Principles of form
Movement, text and image are the three primary forms of practice that I chose for my exploration. To me they emerge as one transdisciplinary practice, each influencing the other in terms of evolution of technique, understanding diverse experiences, as well as creative expression. This kind of practice, emerging as a melded whole from many different forms to have an underlying set of common principles is a key framework of my practice. This integrated practice is in line with Kapila Vatsyayan's framework of Indian art, philosophy, and aesthetics. While there are several individual pieces of work that are each part of a broader inquiry into porosity, which are in one kind of form or another, the whole meaning of the inquiry emerges in the consolidated practice of movement, text, and image.
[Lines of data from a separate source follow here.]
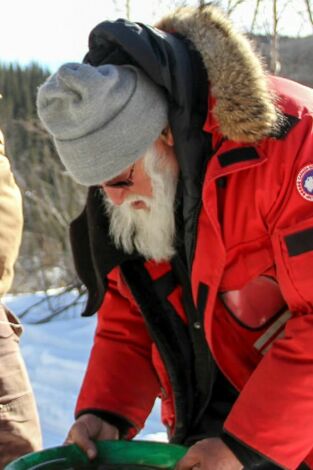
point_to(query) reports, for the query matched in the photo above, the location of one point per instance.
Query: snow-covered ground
(56, 355)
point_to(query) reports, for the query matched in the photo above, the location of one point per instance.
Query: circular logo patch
(305, 182)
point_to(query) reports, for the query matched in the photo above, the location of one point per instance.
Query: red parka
(253, 265)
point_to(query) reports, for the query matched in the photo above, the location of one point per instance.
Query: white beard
(149, 231)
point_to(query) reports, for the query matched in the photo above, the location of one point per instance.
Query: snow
(56, 355)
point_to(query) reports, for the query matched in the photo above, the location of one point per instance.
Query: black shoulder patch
(299, 242)
(238, 155)
(287, 123)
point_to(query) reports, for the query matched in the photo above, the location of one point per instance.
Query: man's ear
(167, 136)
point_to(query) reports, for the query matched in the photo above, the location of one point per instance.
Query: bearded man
(196, 240)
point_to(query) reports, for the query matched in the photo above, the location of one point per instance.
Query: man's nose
(116, 195)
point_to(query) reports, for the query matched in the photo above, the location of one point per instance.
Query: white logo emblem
(305, 182)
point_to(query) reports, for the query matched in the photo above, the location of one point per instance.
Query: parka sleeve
(273, 414)
(120, 378)
(11, 221)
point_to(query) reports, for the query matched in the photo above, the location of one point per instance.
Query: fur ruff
(245, 107)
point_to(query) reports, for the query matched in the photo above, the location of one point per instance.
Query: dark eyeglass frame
(124, 183)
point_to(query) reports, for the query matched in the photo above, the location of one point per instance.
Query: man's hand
(209, 454)
(88, 428)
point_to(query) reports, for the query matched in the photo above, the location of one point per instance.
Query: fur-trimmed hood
(245, 107)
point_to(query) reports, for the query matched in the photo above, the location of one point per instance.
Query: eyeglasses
(122, 183)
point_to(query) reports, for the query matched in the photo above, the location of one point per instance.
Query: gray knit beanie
(102, 119)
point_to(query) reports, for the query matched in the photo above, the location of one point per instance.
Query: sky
(51, 33)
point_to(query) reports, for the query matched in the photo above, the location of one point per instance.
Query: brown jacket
(11, 221)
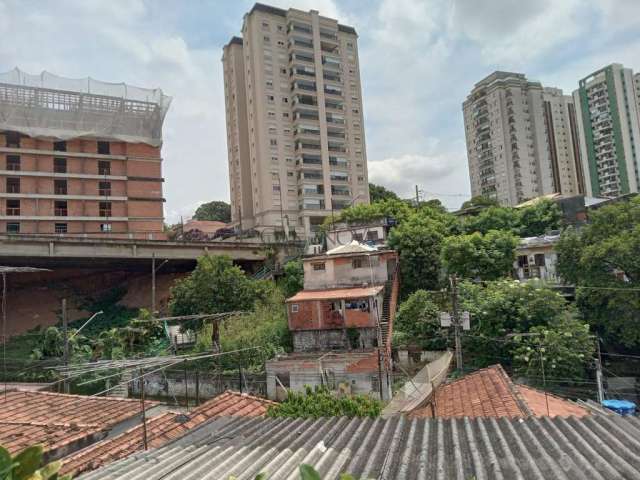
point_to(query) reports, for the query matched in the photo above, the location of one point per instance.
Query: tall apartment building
(609, 119)
(80, 157)
(520, 139)
(295, 131)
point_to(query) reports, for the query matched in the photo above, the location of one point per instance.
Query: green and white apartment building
(609, 120)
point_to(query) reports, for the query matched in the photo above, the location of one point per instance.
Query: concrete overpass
(50, 251)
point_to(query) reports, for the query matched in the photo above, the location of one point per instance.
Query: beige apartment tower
(295, 132)
(521, 139)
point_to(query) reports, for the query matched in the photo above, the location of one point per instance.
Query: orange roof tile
(162, 429)
(55, 420)
(354, 292)
(490, 392)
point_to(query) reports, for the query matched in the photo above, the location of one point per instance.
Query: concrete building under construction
(80, 157)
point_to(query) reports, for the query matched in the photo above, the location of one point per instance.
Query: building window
(13, 185)
(13, 163)
(105, 209)
(104, 148)
(13, 139)
(60, 208)
(104, 167)
(13, 208)
(104, 188)
(60, 187)
(60, 165)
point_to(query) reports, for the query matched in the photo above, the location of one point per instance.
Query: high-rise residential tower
(521, 139)
(295, 130)
(608, 115)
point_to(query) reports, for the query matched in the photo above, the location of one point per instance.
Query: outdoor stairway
(122, 389)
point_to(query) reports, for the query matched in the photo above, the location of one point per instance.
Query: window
(13, 163)
(13, 208)
(13, 139)
(60, 165)
(60, 187)
(104, 188)
(104, 167)
(357, 262)
(104, 148)
(13, 185)
(105, 209)
(60, 208)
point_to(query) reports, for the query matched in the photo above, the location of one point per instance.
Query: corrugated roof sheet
(489, 392)
(355, 292)
(398, 448)
(162, 429)
(56, 420)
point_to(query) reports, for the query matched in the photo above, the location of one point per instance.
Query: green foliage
(418, 241)
(603, 261)
(28, 465)
(564, 347)
(214, 211)
(477, 256)
(293, 280)
(320, 402)
(216, 285)
(480, 201)
(378, 193)
(417, 322)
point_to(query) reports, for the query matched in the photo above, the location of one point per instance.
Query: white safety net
(49, 106)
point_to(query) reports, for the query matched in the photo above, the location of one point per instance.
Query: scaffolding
(49, 106)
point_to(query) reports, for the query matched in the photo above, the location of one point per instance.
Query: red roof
(57, 420)
(162, 429)
(336, 293)
(491, 393)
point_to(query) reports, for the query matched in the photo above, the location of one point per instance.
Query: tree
(215, 286)
(540, 218)
(216, 211)
(320, 402)
(481, 202)
(564, 348)
(603, 261)
(378, 193)
(417, 322)
(477, 256)
(418, 241)
(494, 218)
(293, 280)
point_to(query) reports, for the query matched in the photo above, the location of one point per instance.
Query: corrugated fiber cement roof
(398, 448)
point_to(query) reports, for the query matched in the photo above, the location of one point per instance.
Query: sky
(418, 59)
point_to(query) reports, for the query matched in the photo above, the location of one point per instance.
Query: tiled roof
(355, 292)
(595, 447)
(161, 429)
(489, 392)
(56, 420)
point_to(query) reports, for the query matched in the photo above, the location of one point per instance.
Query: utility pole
(153, 284)
(599, 372)
(456, 320)
(65, 333)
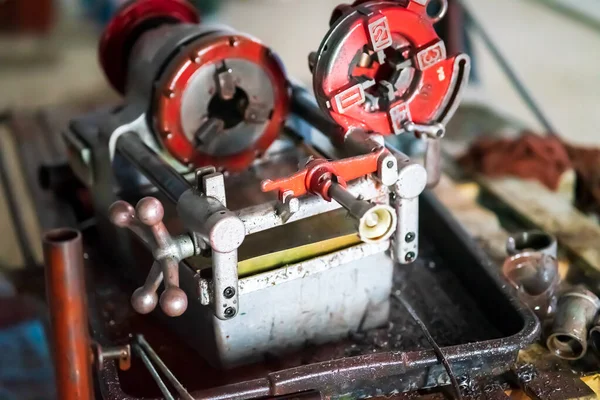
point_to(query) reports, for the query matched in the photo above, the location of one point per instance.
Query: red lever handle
(319, 174)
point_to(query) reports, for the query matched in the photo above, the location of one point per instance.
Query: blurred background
(48, 51)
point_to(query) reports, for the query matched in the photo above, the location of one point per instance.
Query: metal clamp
(328, 179)
(204, 213)
(412, 180)
(146, 222)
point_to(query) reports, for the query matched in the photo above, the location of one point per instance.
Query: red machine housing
(341, 84)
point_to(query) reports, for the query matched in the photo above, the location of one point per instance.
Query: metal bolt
(229, 292)
(229, 312)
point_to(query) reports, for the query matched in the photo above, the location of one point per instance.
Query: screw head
(229, 312)
(229, 292)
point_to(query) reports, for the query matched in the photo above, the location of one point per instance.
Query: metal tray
(456, 290)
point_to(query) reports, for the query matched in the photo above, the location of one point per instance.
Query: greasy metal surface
(66, 293)
(447, 286)
(542, 376)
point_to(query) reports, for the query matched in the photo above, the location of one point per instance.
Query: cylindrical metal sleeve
(304, 106)
(161, 174)
(65, 288)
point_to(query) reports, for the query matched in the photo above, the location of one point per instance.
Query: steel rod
(161, 384)
(508, 70)
(164, 369)
(65, 288)
(145, 160)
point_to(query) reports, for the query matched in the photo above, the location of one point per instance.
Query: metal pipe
(146, 161)
(65, 288)
(574, 315)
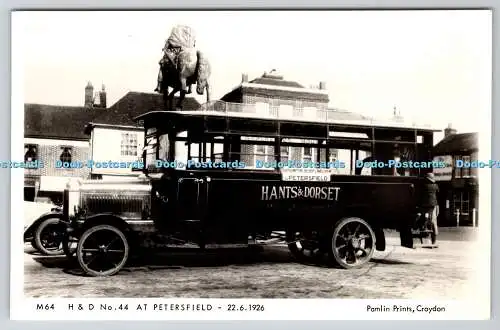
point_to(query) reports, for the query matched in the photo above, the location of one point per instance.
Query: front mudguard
(29, 232)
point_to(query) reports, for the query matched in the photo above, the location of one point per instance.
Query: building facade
(458, 197)
(272, 96)
(54, 136)
(115, 137)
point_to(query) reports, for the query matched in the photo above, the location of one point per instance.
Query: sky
(433, 66)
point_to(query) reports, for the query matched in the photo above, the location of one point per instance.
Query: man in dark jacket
(429, 202)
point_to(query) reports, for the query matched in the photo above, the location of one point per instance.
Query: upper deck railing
(308, 114)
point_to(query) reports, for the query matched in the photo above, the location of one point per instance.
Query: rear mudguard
(406, 236)
(30, 231)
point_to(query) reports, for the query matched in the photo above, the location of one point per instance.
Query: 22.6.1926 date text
(245, 308)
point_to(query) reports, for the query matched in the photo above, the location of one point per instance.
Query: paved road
(445, 272)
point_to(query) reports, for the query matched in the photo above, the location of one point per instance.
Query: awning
(29, 182)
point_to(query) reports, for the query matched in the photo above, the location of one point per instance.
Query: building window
(461, 202)
(334, 155)
(30, 152)
(462, 172)
(65, 154)
(262, 109)
(129, 144)
(310, 113)
(261, 153)
(285, 111)
(285, 154)
(307, 154)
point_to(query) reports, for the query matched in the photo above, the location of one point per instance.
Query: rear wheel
(353, 243)
(49, 236)
(102, 250)
(70, 244)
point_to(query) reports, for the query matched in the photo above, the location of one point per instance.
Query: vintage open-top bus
(204, 184)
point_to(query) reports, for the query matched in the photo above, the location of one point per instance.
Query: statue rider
(181, 38)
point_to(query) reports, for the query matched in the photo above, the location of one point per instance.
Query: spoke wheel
(49, 237)
(353, 243)
(102, 250)
(304, 246)
(70, 244)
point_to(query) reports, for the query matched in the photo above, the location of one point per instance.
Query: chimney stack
(89, 95)
(102, 97)
(449, 131)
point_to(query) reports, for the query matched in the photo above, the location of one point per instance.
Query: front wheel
(48, 237)
(353, 243)
(102, 250)
(305, 246)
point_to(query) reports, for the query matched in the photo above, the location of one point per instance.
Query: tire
(69, 247)
(352, 244)
(49, 243)
(117, 243)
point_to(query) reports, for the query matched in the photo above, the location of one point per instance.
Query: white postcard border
(277, 309)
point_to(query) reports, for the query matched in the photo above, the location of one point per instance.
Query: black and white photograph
(251, 164)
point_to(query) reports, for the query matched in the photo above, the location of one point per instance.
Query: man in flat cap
(429, 203)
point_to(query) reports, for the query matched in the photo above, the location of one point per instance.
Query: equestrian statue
(182, 66)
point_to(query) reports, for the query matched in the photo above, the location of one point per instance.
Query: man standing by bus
(429, 203)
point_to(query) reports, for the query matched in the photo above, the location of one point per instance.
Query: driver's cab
(178, 197)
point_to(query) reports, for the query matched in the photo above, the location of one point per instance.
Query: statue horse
(190, 67)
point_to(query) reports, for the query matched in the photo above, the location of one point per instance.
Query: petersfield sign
(275, 192)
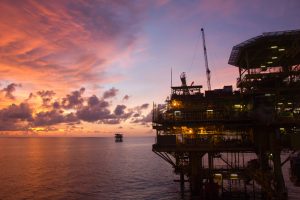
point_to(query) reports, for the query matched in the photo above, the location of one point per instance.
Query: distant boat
(118, 137)
(295, 169)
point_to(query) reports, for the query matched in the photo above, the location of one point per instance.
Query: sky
(95, 67)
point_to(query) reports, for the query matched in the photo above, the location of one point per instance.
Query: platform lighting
(218, 175)
(234, 176)
(237, 106)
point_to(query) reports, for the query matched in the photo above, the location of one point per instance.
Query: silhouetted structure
(246, 130)
(118, 137)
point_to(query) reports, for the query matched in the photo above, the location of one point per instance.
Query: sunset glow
(94, 68)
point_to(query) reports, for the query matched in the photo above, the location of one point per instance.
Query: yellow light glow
(37, 129)
(237, 106)
(233, 176)
(175, 103)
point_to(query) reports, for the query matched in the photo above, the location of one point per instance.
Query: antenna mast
(206, 61)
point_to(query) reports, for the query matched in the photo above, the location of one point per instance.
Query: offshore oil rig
(228, 144)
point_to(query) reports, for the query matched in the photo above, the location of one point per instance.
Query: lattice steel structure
(230, 139)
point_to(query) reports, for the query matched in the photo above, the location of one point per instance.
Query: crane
(206, 61)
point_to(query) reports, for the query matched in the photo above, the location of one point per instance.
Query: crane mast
(206, 61)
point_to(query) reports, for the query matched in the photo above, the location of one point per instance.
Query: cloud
(95, 111)
(126, 97)
(144, 120)
(46, 96)
(74, 99)
(110, 93)
(9, 89)
(15, 117)
(53, 117)
(119, 110)
(64, 44)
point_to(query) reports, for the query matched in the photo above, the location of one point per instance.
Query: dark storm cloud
(73, 100)
(9, 90)
(110, 93)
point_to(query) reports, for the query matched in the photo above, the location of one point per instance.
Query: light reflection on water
(87, 168)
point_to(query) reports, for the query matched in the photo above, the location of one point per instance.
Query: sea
(89, 168)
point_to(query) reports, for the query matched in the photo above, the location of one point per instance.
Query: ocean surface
(89, 168)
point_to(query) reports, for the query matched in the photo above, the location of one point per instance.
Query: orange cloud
(63, 44)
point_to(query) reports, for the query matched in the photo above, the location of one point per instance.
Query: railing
(160, 117)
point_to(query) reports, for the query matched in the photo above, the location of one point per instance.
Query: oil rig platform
(227, 144)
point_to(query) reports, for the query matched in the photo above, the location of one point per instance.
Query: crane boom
(206, 61)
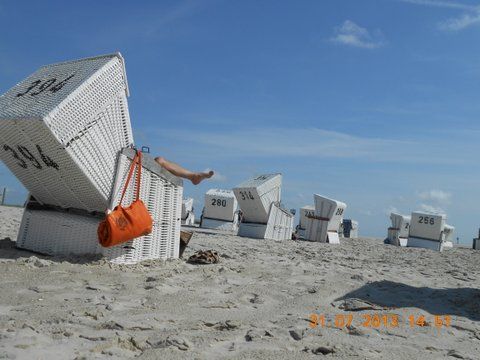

Movement brings the body into being; text and image allow for mental and intellectual play. It is when all three – movement, text and image come together that intense transitions and experiences become possible. Image and text are like two different languages, the nature of visualisations in both is different and so are their outcomes. They allow for different kinds of experiences. The idea of these explorations is not so much an attempt to build expertise in any one form. The purpose of inquiring through these forms is to better understand porosity as a principle and engage with porosity in the visible worlds that form permits. The diversity of form allows for deeper inquiries. Forms in relation to space, time, and energy can be studied carefully in their expression within the work in order to draw out new insights.
Aesthetic Devices
Aesthetic devices are techniques and methods that recreate my experiences in form. While there can be many kinds of aesthetic devices, below are some that currently inform my practice. Form can be the gross form that I develop for a painting, poem, or a movement piece, or it can be the subtle form of consciousness. Both the gross forms and the subtle forms have materiality and physicality. The devices help me to play with this materiality so that I might shift states of being and make these shifts visible. Forms may transmute from one into another, media might change and inks and acrylics may interact to create diverse weight shifts, a word may transition into another, a construction of paragraph or verse meter may change. All of these devices support the nature of being that emerges through porosity:
Continuous narration
Recursion
Seamlessness
Shape-shifting temporal and spatial play,
Fluidity
Permeability
Malleability
Transitions and transience,
Repetition
Interweaving
Transparency
Simultaneity
Rhythm
Myth and symbolism
Simultaneity
A journal sketch in planning for a series. The sketch uses folk-style form and imagery to capture the seamless flow of life and death, through a continuous narration sequence. It looks at the paradox of one form transmuting into another.
Artistic Directions
Artistic directions can take many different approaches. Each approach contains a certain worldview and tendency. As an artist, designer, and illustrator my work takes a range of directions to suit different contexts. Over time, I have valued this diversity of directions and approaches, as it opens different cognitive centres within me. In my quest to explore porosity, I find it meaningful to bring together a diversity of directions to inquire into the multidimensional nature of porosity. Some of the directions that I am pursuing include:
Aesthetic
Romantic
Scientific
Interpretative
Illustrative
Activist
Symbolic
Metaphysical
Educational
From a series of paintings of the mythical Hans, a swan/ goose that represents consciousness and breath.